The abandonment (at least for now) of the long-cherished dream for the Film Centre comes as the DCMS (Department Of Culture, Media and Sport) has announced cuts of $108m (£73m) as part of “its further contribution to reducing the fiscal deficit.”

“I today’s very challenging financial climate we understand the difficulty of making decisions of this kind and fully expect to play our part. We had already anticipated that the Government would not be able to afford investment in the BFI Film Centre at this time and knew that we would face a challenge on the project, but we remain committed to taking it forward,” a BFI spokesperson commented.

However, the spokesperson added pointedly: “We are concerned that film is bearing the brunt – over 50% of the department’s cuts that have been announced are coming from film.”

Amid the details of cuts, the better news for the British film industry as a whole came in the fine print of the DCMS Statement. This appeared to confirm that neither UK Lottery Funding for film nor the current film tax relief are under immediate threat.
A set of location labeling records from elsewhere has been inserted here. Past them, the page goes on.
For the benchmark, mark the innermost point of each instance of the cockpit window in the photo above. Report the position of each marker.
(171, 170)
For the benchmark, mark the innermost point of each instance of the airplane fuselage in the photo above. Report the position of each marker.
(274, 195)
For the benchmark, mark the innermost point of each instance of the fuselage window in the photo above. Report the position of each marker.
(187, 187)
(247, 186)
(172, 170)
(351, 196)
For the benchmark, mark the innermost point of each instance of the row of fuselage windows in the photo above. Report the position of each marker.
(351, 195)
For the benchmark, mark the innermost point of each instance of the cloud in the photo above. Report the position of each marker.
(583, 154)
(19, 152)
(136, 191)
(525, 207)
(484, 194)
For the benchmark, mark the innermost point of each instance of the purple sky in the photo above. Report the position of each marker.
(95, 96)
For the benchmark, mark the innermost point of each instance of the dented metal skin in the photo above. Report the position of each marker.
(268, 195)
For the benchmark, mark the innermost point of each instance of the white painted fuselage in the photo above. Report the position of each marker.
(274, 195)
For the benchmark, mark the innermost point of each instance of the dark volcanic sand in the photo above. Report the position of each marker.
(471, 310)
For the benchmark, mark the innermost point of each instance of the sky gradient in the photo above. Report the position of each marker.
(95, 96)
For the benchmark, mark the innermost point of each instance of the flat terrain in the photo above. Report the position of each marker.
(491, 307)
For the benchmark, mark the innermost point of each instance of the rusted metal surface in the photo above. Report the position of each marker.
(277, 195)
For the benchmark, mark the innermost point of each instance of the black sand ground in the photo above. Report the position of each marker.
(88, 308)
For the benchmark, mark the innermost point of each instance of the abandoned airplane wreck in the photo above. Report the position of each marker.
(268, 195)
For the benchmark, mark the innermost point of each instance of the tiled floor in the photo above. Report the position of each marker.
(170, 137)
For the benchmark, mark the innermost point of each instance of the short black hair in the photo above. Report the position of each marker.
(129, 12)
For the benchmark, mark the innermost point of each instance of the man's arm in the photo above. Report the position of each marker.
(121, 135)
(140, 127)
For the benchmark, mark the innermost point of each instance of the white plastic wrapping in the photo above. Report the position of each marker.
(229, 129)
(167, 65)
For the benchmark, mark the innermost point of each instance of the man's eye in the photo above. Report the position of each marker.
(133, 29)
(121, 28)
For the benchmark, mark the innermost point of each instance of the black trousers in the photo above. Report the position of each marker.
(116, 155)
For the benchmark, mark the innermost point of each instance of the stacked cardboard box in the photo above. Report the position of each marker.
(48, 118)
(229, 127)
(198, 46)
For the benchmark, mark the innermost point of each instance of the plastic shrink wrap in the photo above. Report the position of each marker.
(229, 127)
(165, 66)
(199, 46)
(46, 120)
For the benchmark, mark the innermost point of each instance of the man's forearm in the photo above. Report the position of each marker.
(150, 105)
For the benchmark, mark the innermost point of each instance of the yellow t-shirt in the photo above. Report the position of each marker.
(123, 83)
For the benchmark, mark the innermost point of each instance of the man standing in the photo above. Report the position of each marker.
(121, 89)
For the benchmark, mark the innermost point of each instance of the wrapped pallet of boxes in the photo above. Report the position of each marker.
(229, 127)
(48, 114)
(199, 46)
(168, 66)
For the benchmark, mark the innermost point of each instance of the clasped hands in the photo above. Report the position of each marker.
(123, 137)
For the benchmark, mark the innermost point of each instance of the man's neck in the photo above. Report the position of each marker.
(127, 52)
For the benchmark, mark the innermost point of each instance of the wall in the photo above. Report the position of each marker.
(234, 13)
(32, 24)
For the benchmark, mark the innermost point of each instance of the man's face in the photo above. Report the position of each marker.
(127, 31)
The statement revealed that Creative Industries Minister Ed Vaizey will shortly undertake a reassessment of Government support for film.
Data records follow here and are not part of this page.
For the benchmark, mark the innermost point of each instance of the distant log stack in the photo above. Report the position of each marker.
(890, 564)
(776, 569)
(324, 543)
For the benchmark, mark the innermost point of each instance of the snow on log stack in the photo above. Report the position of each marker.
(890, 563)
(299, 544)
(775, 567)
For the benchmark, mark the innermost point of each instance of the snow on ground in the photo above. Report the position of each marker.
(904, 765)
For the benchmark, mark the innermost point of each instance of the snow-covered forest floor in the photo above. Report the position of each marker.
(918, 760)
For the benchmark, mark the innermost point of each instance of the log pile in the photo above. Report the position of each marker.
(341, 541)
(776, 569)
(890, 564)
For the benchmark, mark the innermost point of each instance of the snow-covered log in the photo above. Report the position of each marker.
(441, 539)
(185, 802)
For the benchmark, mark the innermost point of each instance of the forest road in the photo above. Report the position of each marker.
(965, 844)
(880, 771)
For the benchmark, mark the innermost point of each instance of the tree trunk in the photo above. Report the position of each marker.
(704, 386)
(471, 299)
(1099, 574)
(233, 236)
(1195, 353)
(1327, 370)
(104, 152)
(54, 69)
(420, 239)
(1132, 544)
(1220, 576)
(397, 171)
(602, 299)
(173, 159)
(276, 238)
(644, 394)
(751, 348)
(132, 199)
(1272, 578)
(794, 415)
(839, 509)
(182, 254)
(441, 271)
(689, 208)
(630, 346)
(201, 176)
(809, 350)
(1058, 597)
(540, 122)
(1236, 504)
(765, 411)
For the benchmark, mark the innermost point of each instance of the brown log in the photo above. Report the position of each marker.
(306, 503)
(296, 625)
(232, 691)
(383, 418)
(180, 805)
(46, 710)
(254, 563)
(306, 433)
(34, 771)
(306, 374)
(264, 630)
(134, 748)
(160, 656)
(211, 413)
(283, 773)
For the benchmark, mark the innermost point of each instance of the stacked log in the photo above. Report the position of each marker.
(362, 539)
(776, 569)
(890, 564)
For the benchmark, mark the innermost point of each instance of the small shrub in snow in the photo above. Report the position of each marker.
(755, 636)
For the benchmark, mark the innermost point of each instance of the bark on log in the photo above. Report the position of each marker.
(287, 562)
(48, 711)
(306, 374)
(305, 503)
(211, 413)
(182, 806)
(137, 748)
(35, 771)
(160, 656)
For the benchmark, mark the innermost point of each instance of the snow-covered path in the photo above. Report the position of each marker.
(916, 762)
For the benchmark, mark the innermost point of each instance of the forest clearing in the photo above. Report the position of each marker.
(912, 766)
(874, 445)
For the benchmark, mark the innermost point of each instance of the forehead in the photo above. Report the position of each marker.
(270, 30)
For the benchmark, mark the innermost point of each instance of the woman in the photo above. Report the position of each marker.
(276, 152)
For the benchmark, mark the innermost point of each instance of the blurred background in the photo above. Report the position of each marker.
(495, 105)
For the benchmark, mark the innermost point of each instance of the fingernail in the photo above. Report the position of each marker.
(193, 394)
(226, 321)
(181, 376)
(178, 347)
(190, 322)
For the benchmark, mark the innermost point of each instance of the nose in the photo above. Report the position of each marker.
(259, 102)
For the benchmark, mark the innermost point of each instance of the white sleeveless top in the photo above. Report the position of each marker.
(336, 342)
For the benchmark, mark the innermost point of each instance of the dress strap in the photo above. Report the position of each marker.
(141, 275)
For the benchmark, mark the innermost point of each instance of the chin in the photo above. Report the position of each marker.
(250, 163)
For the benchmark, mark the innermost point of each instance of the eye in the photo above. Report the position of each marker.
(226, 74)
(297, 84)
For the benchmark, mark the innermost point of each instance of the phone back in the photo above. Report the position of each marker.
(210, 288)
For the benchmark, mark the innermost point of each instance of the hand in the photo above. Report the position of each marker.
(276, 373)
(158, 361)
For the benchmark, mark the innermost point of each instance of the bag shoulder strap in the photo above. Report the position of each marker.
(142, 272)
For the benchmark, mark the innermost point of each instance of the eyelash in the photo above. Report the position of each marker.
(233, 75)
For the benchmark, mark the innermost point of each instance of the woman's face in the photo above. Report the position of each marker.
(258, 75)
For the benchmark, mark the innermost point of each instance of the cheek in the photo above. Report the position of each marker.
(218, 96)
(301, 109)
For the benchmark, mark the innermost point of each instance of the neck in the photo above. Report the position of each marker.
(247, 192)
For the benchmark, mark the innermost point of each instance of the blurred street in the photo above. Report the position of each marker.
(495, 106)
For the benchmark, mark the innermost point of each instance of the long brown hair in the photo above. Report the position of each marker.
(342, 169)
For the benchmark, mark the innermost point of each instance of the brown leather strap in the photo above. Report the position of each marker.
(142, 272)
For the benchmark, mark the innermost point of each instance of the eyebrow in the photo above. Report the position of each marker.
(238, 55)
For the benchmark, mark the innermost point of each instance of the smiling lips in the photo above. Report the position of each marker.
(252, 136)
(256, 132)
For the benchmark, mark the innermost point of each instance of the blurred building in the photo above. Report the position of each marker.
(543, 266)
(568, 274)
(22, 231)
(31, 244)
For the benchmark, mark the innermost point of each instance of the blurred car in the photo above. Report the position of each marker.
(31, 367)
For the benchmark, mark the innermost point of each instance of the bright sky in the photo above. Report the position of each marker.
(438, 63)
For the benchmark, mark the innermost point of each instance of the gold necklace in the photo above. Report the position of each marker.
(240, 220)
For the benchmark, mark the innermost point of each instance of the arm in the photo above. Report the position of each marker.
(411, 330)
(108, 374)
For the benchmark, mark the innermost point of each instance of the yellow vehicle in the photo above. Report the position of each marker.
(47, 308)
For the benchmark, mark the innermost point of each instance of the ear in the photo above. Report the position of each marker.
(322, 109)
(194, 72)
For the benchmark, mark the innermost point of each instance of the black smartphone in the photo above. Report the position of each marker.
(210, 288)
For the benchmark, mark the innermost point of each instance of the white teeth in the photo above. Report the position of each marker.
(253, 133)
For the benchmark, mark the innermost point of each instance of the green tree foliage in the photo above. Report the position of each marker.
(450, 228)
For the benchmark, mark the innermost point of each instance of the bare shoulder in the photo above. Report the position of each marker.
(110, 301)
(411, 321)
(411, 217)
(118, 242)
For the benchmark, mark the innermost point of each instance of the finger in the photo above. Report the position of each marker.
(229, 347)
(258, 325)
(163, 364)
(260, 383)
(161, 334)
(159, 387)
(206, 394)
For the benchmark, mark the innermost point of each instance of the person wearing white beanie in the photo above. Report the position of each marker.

“This reassessment will take account of the impact of Government financial support for film, including National Lottery funding, as well as the impact of film tax relief, but neither will be reviewed as part of this reassessment,” the statement read.
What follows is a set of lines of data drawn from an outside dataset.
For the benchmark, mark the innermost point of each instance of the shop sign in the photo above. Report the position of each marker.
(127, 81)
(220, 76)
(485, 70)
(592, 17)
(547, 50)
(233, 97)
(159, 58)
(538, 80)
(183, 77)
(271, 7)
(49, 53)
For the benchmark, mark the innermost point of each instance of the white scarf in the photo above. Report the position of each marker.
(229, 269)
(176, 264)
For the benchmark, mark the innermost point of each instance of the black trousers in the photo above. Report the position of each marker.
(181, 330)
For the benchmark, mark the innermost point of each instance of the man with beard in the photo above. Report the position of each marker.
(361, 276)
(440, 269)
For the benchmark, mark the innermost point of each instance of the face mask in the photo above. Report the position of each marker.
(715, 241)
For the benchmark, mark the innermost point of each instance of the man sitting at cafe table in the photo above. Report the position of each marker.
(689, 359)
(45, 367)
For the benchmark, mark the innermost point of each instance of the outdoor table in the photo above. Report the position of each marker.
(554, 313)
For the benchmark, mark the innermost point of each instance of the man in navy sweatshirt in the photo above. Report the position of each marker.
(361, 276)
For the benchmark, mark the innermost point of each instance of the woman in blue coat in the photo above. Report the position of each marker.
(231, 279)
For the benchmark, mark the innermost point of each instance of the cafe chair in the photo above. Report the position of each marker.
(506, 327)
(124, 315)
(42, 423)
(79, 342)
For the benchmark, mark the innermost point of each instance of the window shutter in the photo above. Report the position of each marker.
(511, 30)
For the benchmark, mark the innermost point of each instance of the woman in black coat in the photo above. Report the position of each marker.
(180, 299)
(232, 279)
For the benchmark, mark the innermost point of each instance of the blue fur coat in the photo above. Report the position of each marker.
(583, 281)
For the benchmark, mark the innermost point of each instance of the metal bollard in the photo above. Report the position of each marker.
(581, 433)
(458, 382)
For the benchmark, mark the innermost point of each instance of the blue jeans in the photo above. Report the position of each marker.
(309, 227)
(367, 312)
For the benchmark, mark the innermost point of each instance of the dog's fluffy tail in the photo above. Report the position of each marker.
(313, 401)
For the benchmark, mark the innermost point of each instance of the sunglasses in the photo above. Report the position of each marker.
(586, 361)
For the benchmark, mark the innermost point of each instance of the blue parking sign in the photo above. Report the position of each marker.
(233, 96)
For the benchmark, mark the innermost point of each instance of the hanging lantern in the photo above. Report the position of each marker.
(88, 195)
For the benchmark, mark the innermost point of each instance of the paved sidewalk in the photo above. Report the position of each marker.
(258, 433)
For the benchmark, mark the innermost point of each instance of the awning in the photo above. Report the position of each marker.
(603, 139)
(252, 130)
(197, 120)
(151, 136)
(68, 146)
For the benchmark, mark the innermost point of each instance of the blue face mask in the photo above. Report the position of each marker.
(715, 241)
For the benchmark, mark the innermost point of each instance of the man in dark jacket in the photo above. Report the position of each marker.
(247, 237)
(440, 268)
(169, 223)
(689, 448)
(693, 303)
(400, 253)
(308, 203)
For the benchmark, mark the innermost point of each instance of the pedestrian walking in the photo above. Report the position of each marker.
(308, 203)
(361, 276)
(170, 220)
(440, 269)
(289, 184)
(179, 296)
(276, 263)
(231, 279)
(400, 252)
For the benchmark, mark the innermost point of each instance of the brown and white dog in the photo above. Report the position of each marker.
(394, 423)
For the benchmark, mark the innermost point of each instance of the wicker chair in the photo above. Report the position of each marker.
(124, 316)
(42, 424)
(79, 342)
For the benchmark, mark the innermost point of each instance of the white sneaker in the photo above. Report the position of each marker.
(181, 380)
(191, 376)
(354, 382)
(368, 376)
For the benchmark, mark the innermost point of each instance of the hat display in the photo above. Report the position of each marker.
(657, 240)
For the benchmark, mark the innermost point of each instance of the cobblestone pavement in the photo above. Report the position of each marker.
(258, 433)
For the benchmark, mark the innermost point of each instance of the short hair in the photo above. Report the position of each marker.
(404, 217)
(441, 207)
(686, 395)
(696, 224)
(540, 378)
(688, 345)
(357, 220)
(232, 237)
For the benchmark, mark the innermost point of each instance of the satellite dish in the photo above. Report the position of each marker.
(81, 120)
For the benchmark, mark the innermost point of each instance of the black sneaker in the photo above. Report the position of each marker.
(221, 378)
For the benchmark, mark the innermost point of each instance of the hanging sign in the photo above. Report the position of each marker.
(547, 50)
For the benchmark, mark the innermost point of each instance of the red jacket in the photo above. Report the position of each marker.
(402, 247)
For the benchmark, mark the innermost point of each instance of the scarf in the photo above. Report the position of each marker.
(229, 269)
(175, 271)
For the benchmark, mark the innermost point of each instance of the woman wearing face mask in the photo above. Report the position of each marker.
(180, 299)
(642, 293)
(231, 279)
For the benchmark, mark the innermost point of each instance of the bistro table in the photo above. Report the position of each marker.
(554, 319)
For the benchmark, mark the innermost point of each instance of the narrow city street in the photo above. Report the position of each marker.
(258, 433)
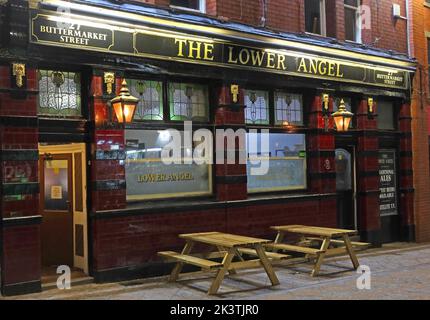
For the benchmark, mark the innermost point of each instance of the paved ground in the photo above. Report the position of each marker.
(398, 271)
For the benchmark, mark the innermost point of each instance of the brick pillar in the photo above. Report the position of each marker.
(406, 174)
(20, 217)
(321, 149)
(321, 160)
(231, 179)
(107, 149)
(369, 221)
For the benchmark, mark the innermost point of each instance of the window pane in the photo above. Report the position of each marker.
(285, 154)
(150, 94)
(288, 108)
(385, 115)
(350, 24)
(313, 16)
(148, 177)
(59, 93)
(189, 102)
(257, 107)
(192, 4)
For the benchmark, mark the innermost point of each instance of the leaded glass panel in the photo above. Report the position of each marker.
(257, 107)
(288, 108)
(188, 102)
(59, 93)
(150, 95)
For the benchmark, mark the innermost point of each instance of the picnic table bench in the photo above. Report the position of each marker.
(228, 246)
(330, 241)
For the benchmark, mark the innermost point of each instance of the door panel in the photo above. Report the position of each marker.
(57, 209)
(345, 188)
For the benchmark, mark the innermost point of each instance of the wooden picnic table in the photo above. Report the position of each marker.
(227, 247)
(324, 236)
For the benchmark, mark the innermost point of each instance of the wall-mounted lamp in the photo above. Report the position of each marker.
(370, 108)
(18, 71)
(124, 104)
(342, 117)
(234, 90)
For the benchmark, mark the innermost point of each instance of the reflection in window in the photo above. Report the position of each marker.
(59, 93)
(288, 108)
(286, 156)
(257, 107)
(148, 177)
(150, 95)
(188, 102)
(315, 16)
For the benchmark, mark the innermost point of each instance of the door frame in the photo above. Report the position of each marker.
(349, 144)
(81, 217)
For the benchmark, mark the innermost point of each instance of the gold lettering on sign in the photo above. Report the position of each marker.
(73, 34)
(230, 55)
(165, 177)
(195, 49)
(320, 67)
(256, 58)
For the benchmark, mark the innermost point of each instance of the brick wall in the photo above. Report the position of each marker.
(130, 241)
(386, 32)
(19, 202)
(420, 121)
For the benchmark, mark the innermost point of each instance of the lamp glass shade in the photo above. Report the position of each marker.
(342, 123)
(124, 105)
(342, 118)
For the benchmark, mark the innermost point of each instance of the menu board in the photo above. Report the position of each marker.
(388, 183)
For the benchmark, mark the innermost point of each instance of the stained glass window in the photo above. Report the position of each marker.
(150, 95)
(188, 102)
(257, 107)
(288, 108)
(59, 93)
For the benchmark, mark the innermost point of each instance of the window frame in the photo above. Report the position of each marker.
(358, 34)
(167, 123)
(202, 7)
(323, 20)
(278, 128)
(82, 93)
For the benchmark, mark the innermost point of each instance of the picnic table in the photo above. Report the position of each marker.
(227, 247)
(324, 237)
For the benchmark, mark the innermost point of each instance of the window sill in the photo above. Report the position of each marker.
(354, 42)
(188, 9)
(178, 206)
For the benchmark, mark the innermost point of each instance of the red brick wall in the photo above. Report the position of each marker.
(288, 15)
(150, 233)
(420, 121)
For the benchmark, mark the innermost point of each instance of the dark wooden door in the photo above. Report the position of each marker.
(56, 194)
(345, 188)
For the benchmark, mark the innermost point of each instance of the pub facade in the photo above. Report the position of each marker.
(84, 187)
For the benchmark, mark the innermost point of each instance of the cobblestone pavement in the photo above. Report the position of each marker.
(398, 271)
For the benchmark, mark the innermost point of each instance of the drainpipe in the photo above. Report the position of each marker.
(409, 29)
(264, 13)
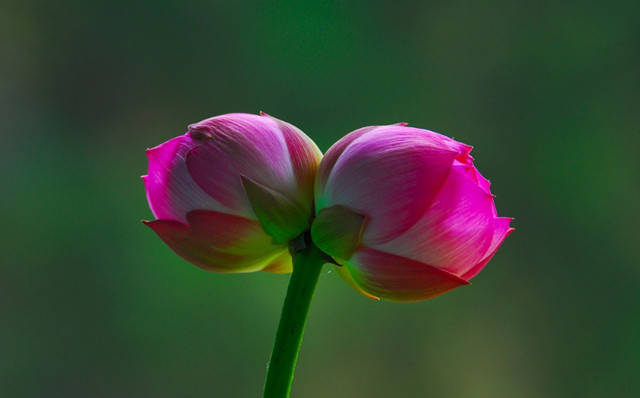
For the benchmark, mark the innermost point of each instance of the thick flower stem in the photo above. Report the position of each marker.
(307, 264)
“As has been said time and time again, film is a critical component of Britain’s future cultural and economic prosperity, so we welcome the Minister’s commitment to reviewing Government’s support for film. Our one plea is that this is done very quickly,” the BFI spokesperson commented of the review.

The decision to cancel the Film Centre has been announced only months after former Prime Minister Gordon Brown come to the BFI’s South Bank home in person (last October) to announce that the Government had set aside $66m (£45m) for the film Centre, which was expected to cost $245m (£166m).

There are signs of strain in the relationship between the BFI and public film body, the UK Film Council, from which the BFI receives its grant-in-aid. The two bodies have been in merger negotiations since last year.

Further clarification about any possible marriage between the two bodies may come as soon as Monday, when a Parliamentary question has been tabled by Ben Bradshaw MP asking whether the Government plans to merge UKFC and the BFI.

One BFI source suggested today that any merger is now “extremely unlikely to happen.”

In October 2007, the then Labour Government pledged £25 million for securing the future of the UK’s national and regional film archives.

One crumb of comfort that the BFI can draw from the DCMS cuts is the news that the Government still plans to fund the building of a new film store to safeguard the National Film Archive.

“We are relieved that vital monies to save the BFI National Collections are secure,” a BFI spokesperson said.

The DCMS announced today that although the BFI’s digital access project “is not affordable at the present time,” the Government will be inviting the BFI to explore “alternative methods of support and delivery.”

Commenting on the cancellation of funding for the BFI Film Centre, Minister Ed Vaizey said:

“It is obviously disappointing that the severe financial problems facing Britain mean that the Government can’t contribute at present to the BFI Film Centre. Although we are unable to commit to some large scale capital investment projects while tackling this unprecedented deficit, I am planning to fundamentally reassess how the Government supports film in this country. I want to make sure that we are supporting the film industry so that it is ready for the challenges it will face in the decade to come, and that we make sure every pound of public money we spend gives the maximum benefit.”